February 24 2022 GM
Glitter Meetups |
Glitter Meetup is the weekly town hall of the Internet Freedom community at the IFF Square on the IFF Mattermost, at 9am EST / 1pm UTC. Do you need an invite? Learn how to get one here.
Pluggable Transports Meetings
Pluggable Transports (PT) are being developed and used to circumvent Internet censorship. If you use any VPNs, the Tor network or other services to access blocked content in you network, chances are that you are using PTs in the background. This monthly meetup welcomes users, developers and PT enthusiasts to share their news/updates happening once per month.
Date: Thursday, February 24th
Time: 9am EST / 2pm UTC
Who: Facilitated by Vasilis, this is their project https://magma.lavafeld.org/
Where: As a guest of the Glitter Meetup on IFF Mattermost Square Channel.
- Don't have an account to the IFF Mattermost? you can request one following the directions here.
Please note: The upcoming meeting could be in a different platform, maybe BigBlueButton or in the Mattermost but at a different time? We'll see after the first event
Notes: Please put notes here: https://pad.riseup.net/p/plugasadcaawer-keep
Notes
Community Updates
- Tor roadmapping PT support in their Rust-based Tor client
- Lessons from the Jan shutdown in Kazakhstan for circumvention (certain reachable ports and DNS tunneling).
- It's great to see that anti-censorship works even in very tough situations where large portions of the networks are blocked! Kudos and bravo to all the community for helping circumvent censorship in Kazakhstan.
- Load-balancing the Snowflake bridge to cope with an increase in users.
- New videos from the PT Implementers' Meeting of last fall.
Pluggabble Transports Meeting
This time our guest is Vasilis (@anadahz on Mattermost), an awesome person who has been guiding us through the pluggable transport world. Pluggable Transports (PT) are being developed and used to circumvent Internet censorship. If you use any VPNs, the Tor network or other services to access blocked content in you network, chances are that you are using PTs in the background
For those who are not familiar with pluggable transports the software site might look a bit scary at first sight, i guess it’s useful to visit first the main site of the project Pluggable Transports.
Tell us everything about this site: Software Pluggable Transports
- Many people from the community mentioned that it's hard to find a place that has a list of software (libraries, clients/servers, implementation) related to PTs.
- We created this website with the hope that people will be adding/editing/updating entries there.
- Hopefully it will be used as the one-stop to the PT software.
- Once could add a PT software by opening a pull request on Github or by just adding a comment on the issues. There are detailed instructions here
- Also if people do not like Github, feel free to contact/msg me and I can add software to the website
So how would you describe the audiences to which this website is targeted?

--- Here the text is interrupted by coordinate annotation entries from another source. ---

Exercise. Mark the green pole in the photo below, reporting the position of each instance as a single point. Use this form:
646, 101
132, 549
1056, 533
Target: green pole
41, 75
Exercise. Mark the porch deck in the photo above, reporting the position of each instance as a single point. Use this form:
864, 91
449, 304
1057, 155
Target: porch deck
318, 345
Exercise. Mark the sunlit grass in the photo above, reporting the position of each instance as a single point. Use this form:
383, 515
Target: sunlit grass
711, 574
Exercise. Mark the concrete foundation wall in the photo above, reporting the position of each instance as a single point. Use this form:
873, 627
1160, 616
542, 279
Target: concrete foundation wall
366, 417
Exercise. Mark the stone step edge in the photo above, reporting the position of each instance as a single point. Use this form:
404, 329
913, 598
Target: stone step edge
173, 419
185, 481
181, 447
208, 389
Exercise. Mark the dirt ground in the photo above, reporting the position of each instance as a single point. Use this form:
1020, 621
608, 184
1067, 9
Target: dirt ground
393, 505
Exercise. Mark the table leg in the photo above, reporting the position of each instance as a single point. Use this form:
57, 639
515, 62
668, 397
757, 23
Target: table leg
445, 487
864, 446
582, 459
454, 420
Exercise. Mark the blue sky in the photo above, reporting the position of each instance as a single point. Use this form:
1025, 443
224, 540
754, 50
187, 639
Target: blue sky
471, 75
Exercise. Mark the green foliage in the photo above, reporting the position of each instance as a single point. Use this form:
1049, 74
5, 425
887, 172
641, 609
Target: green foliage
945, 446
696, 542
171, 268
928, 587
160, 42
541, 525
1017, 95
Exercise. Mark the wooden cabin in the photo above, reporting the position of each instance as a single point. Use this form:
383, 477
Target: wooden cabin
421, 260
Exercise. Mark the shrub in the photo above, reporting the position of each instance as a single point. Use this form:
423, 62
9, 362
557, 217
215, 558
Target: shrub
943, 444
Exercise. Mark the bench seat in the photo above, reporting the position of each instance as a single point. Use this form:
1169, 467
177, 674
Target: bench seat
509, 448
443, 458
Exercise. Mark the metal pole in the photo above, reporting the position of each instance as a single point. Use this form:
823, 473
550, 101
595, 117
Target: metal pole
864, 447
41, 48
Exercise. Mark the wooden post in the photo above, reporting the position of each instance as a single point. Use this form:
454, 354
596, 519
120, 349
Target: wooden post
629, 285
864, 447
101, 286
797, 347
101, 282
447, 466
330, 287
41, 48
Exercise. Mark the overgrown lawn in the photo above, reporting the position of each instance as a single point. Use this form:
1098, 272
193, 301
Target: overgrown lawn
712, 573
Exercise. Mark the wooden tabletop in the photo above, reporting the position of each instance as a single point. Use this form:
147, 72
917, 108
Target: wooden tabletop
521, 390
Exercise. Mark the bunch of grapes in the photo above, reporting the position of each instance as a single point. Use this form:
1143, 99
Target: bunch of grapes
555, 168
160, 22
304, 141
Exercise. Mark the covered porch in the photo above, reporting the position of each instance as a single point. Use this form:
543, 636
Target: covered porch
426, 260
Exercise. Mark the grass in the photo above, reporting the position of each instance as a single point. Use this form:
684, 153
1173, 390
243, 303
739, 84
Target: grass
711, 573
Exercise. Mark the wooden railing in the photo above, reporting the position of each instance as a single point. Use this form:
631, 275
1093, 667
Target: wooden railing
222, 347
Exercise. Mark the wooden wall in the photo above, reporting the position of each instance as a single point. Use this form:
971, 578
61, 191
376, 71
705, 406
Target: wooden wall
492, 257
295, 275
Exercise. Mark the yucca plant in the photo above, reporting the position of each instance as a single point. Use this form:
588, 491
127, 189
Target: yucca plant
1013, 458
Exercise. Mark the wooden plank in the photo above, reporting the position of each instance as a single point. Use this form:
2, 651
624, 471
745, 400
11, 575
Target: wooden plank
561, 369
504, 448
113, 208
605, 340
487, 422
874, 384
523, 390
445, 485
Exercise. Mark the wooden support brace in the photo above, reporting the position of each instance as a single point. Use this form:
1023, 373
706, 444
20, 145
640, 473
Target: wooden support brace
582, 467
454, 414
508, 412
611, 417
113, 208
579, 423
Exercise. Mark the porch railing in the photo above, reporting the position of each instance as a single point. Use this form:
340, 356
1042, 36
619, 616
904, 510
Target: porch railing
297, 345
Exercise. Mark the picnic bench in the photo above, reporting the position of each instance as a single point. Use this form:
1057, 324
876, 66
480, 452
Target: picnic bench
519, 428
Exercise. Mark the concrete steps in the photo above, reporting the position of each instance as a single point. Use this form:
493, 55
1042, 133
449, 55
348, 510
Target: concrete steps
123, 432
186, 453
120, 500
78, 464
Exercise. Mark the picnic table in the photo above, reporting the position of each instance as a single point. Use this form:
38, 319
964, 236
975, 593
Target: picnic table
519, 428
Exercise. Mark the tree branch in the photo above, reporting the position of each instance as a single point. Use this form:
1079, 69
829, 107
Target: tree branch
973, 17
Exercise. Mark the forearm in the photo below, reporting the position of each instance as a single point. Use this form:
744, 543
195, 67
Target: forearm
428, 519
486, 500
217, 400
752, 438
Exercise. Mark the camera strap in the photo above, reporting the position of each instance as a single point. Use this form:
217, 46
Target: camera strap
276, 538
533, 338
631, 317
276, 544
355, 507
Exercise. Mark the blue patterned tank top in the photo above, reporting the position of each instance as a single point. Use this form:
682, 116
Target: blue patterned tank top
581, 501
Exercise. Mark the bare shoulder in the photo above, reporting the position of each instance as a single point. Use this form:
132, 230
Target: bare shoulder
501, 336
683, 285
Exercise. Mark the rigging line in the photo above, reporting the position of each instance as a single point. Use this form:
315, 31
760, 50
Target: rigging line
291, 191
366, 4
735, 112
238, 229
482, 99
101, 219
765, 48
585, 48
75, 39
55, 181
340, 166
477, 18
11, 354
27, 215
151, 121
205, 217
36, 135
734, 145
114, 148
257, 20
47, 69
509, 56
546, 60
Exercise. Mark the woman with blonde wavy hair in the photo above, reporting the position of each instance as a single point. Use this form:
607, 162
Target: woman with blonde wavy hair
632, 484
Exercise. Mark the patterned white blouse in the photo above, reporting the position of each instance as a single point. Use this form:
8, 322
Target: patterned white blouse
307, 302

- Mainly curious people on PT software and developers.
What is the state of pluggable transport use from Russia?
- We don't have timestamps, but this recent interview touches on how users adapted to using pluggable transports after vanilla tor was blocked in Russia recently.
https://ntc.party/t/tor-project-privacy-day-2022/1712
- Also, some more graphs from Tor metrics and the PT use in Russia.
IMAGEN
- Here are graphs where you can see users shifting from plain Tor to meek, obfs4, and and snowflake.

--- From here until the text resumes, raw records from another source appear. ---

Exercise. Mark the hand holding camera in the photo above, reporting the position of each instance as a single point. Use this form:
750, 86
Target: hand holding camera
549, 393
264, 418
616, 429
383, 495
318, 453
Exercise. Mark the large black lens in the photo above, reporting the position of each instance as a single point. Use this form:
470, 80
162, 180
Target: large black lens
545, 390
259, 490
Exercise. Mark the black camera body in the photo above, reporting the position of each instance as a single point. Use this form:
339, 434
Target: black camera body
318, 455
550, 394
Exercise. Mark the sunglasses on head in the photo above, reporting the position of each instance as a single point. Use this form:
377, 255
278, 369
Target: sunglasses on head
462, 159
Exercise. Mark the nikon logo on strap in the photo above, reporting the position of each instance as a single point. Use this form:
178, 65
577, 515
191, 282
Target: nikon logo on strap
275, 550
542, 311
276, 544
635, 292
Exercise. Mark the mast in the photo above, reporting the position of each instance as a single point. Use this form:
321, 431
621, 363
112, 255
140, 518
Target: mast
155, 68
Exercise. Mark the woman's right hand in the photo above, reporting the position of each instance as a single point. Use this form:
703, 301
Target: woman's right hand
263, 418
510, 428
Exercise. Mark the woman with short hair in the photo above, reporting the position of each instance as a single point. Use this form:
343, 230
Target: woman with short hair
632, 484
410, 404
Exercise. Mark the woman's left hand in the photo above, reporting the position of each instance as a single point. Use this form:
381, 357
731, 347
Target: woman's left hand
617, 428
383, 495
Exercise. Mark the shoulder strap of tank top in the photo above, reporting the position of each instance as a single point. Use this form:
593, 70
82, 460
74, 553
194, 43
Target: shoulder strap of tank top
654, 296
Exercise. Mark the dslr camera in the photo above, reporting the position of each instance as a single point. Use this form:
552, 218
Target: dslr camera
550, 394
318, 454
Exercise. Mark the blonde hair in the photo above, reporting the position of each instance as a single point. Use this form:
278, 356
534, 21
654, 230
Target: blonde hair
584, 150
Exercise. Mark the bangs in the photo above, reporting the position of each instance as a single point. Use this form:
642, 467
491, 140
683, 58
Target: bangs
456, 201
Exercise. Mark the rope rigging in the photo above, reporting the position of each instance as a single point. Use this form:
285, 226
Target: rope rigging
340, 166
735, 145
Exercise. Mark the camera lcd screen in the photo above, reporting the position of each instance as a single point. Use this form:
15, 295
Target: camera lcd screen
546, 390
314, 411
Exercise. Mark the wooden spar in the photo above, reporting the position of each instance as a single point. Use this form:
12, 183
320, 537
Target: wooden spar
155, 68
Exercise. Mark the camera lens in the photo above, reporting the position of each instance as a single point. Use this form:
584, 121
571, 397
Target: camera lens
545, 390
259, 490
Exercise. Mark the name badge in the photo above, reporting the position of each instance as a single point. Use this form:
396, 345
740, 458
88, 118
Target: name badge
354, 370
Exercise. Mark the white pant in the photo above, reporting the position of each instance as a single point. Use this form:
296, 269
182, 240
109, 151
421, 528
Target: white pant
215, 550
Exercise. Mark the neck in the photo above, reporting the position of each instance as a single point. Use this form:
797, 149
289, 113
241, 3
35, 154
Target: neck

- The snowflake numbers since Jan 25 are wrong -- they are actually about 4× what is shown. This is a side effect of the load balancing at the bridge.
On another note: in preparation for upcoming network disruptions. How hard/easy will it be to deploy dnstt on Android or iOS?
- dnstt is a PT that routes traffic via DNS responses. It is usually a slow PT but in most of the cases DNS traffic is not blocked during large Internet disruptions.
- There are some third-party apps that embed the dnstt code and run their own servers.
People here mentioned that you uploaded the videos from last PTs conference? Could you share the link? Maybe some tip of a must-watch video?
- Here is the main page with all the public videos from all days: here
- Also, the PTIM recap posts can be found here:
Refraction Networking
Growing and stabilizing the refraction networking deployment
- Growing and stabilizing the refraction networking deployment and expanding pluggable transports for clients.
- For anyone not familiar with the term, here is some information about networking, e.g. Telex, TapDance, Conjure.
IMAGE How the partnership with the ISP articulates:
- It involves intercepting traffic at the ISP or network operator level, and redirecting traffic from perceived “safe” addresses to user-requested, blocked content.
- Such an approach increases the cost of censorship, by preventing censors from selectively blocking only specific servers/websites.
- The refraction networking developers have to reach an agreement with an ISP. They work with us to deploy this circumvention technique
Any ISPs that people would like to do this that are not yet on board?
- They wrote a paper about this topic here: Running Refraction Networking for Real
- The system is currently composed primarily of research ISPs and university networks in the US, but we are always looking for more partners -- ISPs and hopefully at some point IXPs
- Here is a summary of a research paper that reflects on one year of running refraction networking at an ISP. It touches on what is required to gain the trust and cooperation of an ISP, particularly Section 5.3.
- https://github.com/net4people/bbs/issues/75 Running Refraction Networking for Real - Github]
- Running Refraction Networking for Real - Petsymposium
- It will be really neat to have a list of requirements needed for an ISP to run Refraction.